A new discovery from the Bone and Joint Institute at Western University is helping unlock the mystery surrounding a common spinal disease.
Jim Stevely has been living with chronic joint and muscle pains for years, “My fingers...my elbows...knees, ankles...hips...they all hurt.”
Stevely has a disease called DISH, or diffuse idiopathic skeletal hyperostosis, which occurs when ligaments and connective tissue hardens along the spine.
“It’s hard some days to get through the day and you really have to learn how to pace, that’s a big thing to learn.”
But he's is not alone, in fact DISH is a very common spine disease
“It affects 25 per cent of males over 50 and it’s a disease that’s poorly understood so no one knows where it starts or why it starts,” says Dr.

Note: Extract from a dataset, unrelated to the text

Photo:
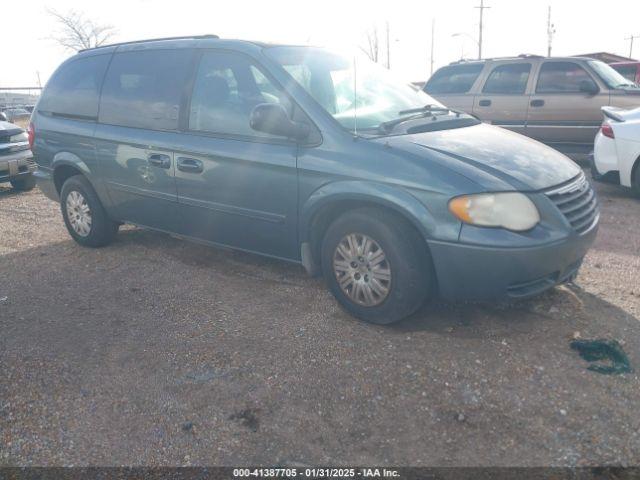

Cheryl Séguin from the Bone and Joint Institute.
Séguin and her research team have been studying DISH, because currently there are no treatments available for patients suffering from this disease.
“We’ve taken a different approach by coming at if from different angles using human tissue, using mouse models to ask different questions to try to better understand the disease as a whole and figure out if there are any ways we can intervene.”
Working collaboratively with surgeons, radiologists and physiotherapists from the Bone and Joint institute, the team was able to get a better understanding of this condition.
“We were able to find that the tissues don’t always look like it’s new bone that’s formed on the spine, instead we have found little pockets of dense materials that are calcifications,” Séguin explains.
The hope moving forward is to determine how DISH actually begins and to eventually find targeted treatments for patients suffering from this condition.